One of the outstanding mysteries in Green Bay this offseason is the on-field relationship between Aaron Rodgers and first-year Packers coach Matt LaFleur.

Their union represents a clash of offensive philosophies between the two 30-somethings: Rodgers, the self-assured freelancing signal-caller, taking orders from LaFleur, whose system will reportedly limit the QB's freedom at the line of scrimmage.

The two faces of the Packers are well aware of this apparent conflict. In a column by's Michael Silver published last week, LaFleur said even he was curious to see how their two styles of coaching and playing will be reconciled in the coming season. Rodgers similarly told Silver that the QB shouldn't be expected to "turn off 11 years (of recognizing defenses)" just because LaFleur's system allows for more limited audibiling.

Their partnership still in the honeymoon phase, it's perhaps unfair to ask Rodgers and LaFleur to judge one another's professional compatibility this early in the process.
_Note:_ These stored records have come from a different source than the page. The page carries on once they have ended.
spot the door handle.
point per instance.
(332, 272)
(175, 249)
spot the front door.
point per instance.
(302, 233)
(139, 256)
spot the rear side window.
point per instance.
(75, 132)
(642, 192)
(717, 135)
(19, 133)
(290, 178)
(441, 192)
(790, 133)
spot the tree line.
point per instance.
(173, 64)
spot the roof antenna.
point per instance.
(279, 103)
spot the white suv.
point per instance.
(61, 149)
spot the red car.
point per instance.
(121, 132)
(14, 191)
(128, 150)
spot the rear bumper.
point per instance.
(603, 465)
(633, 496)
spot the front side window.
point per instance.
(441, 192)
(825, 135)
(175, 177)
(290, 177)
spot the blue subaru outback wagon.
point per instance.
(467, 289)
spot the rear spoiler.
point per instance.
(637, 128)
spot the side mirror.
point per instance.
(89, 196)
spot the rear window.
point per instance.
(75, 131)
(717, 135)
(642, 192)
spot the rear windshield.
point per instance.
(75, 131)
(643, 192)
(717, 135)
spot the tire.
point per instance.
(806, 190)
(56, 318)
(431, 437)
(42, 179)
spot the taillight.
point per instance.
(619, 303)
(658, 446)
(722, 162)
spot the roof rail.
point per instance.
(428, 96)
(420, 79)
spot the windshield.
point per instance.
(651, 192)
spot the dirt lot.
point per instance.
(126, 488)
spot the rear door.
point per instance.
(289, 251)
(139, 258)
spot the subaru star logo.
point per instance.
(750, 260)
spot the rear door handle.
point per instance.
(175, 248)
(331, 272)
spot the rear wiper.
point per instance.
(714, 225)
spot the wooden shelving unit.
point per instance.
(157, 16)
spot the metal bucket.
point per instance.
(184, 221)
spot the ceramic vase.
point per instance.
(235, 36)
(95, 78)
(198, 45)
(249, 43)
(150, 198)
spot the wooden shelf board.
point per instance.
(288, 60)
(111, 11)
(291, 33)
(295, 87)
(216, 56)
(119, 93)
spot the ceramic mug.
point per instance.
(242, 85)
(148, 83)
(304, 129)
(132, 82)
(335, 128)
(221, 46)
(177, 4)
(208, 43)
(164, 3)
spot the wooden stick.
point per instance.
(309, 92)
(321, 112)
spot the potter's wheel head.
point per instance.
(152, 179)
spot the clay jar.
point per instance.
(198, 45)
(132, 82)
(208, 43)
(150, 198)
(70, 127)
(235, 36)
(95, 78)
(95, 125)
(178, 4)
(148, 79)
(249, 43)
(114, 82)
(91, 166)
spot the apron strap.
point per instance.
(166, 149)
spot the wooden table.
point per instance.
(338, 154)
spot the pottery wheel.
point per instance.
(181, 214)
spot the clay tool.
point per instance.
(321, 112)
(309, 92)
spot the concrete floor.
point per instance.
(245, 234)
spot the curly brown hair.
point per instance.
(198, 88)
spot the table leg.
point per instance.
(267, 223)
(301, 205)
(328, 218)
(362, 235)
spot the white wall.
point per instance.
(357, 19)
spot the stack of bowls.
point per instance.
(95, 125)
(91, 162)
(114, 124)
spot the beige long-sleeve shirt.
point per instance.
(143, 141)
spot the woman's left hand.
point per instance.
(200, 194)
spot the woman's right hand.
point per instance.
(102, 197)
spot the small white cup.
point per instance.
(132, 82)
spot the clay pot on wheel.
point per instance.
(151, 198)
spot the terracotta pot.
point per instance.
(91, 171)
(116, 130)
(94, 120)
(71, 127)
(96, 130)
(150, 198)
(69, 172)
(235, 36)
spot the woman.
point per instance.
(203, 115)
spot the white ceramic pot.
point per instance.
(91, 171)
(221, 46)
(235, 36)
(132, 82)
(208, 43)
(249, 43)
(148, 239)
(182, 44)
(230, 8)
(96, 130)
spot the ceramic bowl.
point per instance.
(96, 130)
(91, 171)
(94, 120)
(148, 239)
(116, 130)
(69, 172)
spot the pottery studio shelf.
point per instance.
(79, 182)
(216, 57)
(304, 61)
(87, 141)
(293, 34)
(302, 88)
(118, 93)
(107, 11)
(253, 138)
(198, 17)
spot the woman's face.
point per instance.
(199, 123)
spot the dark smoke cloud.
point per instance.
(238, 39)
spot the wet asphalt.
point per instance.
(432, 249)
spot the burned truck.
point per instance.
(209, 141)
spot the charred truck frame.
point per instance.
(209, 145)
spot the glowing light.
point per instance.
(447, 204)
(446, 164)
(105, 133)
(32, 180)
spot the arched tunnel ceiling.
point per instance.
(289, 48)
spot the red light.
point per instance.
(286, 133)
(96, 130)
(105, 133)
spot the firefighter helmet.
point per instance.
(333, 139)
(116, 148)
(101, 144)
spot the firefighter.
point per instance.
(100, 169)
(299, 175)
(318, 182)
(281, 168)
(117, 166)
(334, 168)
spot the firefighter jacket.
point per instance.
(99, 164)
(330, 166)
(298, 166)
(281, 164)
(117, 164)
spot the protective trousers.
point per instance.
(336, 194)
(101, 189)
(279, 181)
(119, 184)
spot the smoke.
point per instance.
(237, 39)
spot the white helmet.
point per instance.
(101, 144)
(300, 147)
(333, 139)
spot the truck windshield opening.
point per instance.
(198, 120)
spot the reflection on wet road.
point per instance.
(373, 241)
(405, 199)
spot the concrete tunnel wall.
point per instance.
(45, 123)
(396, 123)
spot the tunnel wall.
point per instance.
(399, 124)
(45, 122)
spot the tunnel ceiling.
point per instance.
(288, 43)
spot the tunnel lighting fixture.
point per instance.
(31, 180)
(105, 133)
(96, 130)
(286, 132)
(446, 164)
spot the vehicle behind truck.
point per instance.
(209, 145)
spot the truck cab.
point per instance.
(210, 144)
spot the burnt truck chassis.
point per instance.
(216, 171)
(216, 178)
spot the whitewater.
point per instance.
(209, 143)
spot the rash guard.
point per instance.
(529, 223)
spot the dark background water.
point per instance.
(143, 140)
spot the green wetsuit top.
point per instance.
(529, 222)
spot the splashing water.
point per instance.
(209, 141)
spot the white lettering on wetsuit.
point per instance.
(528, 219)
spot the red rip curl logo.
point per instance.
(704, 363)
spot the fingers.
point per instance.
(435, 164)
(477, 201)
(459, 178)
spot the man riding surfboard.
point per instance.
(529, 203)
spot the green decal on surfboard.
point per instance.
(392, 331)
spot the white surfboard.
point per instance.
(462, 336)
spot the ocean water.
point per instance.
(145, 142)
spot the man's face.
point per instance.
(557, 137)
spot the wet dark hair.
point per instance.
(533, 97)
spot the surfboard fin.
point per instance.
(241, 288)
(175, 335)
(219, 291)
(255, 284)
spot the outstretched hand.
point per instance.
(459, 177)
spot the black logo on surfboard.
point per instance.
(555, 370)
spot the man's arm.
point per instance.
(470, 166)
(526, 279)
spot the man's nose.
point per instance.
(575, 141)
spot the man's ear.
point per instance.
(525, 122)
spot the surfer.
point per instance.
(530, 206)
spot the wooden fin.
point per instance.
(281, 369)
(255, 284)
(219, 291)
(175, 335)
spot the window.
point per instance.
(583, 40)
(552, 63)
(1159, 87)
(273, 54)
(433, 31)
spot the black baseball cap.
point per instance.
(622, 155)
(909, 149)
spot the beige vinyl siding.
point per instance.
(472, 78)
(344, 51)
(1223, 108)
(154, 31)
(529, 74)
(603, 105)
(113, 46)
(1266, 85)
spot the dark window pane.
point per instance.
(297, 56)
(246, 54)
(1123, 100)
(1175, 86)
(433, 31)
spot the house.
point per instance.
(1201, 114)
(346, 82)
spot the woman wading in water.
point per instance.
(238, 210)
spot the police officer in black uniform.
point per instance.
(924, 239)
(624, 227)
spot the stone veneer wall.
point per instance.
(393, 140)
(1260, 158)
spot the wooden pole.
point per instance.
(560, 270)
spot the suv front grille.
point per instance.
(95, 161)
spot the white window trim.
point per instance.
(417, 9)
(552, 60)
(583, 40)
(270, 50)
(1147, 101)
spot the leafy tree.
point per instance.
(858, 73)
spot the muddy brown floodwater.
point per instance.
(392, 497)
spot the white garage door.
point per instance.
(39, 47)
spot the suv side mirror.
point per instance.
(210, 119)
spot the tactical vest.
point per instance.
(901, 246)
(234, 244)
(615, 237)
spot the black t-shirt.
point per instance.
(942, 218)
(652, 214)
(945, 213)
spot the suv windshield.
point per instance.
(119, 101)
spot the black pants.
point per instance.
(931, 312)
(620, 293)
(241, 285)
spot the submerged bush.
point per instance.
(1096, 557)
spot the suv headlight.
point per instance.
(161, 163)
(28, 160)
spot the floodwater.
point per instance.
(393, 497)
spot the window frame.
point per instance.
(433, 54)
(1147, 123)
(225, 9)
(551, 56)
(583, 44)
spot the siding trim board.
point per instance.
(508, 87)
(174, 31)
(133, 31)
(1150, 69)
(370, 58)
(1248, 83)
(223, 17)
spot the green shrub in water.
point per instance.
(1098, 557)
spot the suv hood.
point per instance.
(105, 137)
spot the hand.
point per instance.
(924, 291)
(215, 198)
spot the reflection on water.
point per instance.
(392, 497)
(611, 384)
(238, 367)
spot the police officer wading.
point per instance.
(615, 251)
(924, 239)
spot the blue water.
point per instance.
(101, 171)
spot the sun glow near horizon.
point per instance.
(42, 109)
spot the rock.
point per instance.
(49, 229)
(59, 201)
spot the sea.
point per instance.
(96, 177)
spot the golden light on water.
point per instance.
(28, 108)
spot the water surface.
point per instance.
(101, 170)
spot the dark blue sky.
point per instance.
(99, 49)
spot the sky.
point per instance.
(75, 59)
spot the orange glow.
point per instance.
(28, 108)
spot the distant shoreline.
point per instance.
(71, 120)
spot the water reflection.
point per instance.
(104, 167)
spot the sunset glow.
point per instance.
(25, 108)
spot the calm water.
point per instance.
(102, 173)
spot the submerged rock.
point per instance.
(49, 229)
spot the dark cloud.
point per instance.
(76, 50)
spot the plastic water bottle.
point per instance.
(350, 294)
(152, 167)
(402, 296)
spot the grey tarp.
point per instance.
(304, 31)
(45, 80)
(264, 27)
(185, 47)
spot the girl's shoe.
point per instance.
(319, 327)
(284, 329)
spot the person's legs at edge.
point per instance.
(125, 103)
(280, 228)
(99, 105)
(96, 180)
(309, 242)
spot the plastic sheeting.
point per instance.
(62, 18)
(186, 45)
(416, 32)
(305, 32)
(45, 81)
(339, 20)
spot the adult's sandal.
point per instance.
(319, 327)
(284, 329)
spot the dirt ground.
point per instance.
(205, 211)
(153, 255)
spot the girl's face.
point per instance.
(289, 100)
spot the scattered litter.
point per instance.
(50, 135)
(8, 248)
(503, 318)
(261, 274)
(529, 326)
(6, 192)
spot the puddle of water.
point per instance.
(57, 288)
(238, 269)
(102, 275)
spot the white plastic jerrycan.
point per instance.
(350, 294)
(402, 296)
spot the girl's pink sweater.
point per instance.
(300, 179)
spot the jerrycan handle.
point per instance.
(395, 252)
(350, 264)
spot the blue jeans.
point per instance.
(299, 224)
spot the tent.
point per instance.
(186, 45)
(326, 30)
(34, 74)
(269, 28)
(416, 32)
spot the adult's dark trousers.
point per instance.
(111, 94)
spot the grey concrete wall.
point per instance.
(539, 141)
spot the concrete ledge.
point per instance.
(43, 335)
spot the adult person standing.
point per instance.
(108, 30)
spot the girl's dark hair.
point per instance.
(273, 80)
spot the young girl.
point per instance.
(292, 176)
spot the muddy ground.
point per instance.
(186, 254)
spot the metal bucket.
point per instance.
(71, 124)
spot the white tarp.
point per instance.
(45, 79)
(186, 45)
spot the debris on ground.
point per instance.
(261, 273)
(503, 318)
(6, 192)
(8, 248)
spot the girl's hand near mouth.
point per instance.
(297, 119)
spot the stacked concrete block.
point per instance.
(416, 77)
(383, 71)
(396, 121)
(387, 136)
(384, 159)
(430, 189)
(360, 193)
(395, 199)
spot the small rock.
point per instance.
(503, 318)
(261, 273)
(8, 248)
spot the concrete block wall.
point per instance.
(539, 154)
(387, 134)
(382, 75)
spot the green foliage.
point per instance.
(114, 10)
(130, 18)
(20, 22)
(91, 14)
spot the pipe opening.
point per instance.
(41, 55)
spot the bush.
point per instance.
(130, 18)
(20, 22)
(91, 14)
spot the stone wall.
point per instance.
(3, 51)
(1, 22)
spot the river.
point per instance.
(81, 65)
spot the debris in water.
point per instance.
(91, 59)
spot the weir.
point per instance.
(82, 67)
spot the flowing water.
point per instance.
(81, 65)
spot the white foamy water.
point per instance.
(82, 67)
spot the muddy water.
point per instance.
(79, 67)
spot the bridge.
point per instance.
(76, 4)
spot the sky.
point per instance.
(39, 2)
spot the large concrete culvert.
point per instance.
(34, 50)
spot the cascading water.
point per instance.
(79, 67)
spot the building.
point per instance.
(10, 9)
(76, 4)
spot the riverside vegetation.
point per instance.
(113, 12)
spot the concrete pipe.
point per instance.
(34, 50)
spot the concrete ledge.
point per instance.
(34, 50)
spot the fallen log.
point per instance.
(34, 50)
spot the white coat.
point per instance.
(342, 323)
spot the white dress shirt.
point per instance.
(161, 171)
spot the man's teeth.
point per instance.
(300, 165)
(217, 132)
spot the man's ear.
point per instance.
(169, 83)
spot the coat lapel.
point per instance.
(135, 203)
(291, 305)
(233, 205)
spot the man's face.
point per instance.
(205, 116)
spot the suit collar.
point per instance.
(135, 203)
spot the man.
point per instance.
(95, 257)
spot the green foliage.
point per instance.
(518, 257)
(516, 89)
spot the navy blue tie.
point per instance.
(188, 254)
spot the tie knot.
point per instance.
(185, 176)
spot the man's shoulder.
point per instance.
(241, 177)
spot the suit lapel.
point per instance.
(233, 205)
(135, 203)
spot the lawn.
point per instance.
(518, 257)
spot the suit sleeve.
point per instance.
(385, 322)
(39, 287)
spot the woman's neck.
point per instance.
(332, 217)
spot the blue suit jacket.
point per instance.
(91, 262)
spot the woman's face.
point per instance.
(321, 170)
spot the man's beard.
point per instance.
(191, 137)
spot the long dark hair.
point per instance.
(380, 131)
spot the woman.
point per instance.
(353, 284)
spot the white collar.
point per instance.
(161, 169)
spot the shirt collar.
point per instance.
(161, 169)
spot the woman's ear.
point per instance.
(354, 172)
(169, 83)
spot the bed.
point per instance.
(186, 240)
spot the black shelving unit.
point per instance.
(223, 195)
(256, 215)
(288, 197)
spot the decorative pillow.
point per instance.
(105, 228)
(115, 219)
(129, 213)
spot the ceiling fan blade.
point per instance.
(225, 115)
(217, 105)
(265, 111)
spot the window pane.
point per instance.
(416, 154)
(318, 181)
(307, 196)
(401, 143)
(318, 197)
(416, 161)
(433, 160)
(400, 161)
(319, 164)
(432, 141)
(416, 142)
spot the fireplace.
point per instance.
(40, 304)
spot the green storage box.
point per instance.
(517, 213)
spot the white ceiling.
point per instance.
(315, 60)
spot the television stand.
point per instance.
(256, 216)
Cue the outsider's point of view, an outsider with extensive history in Green Bay and freelancing around Lambeau Field.

Brett Favre told reporters this weekend, after confirming he wasn't actually coming out of retirement as his hacked Instagram has declared, that he's confident Rodgers will thrive regardless of the constraints of LaFleur's or any coach's system. His concern, if you can call it that, is instead with the young coaching staff.

"Aaron will be fine," Favre told reporters at the American Family Insurance Championship on Saturday, per the Milwaukee Journal Sentinel. "I think that the thing is he needs to remain the same. And I don't have to give him any advice. You know, he'll handle it well.

"The question is, how will they handle it with him. And obviously, that's very important. I mean, there's more to the team than Aaron but we all have to admit that when he's playing and playing well, which generally when he's playing he is playing well, you don't want to change what's working. There's other factors that you have to work on."

Like Rodgers, Favre was a live wire on-field who could make every throw but could often drive coaches mad by freelancing and making his own mistakes. Unlike his successor in Green Bay, however, Favre played under his fair share of NFL coaches, five to be exact (Jerry Glanville, Mike Holmgren, Ray Rhodes, Mike Sherman, Mike McCarthy). Rodgers had only started under McCarthy before the coach was sacked in December, making his new normal all the more strange for everyone involved.

According to Favre, the best way for both Rodgers and LaFleur to adjust is to just let the incumbent Packers leader do his thing.

"I think you let him play his game and not disturb that very much," Favre said. "And it's going to be interesting to see if that happens."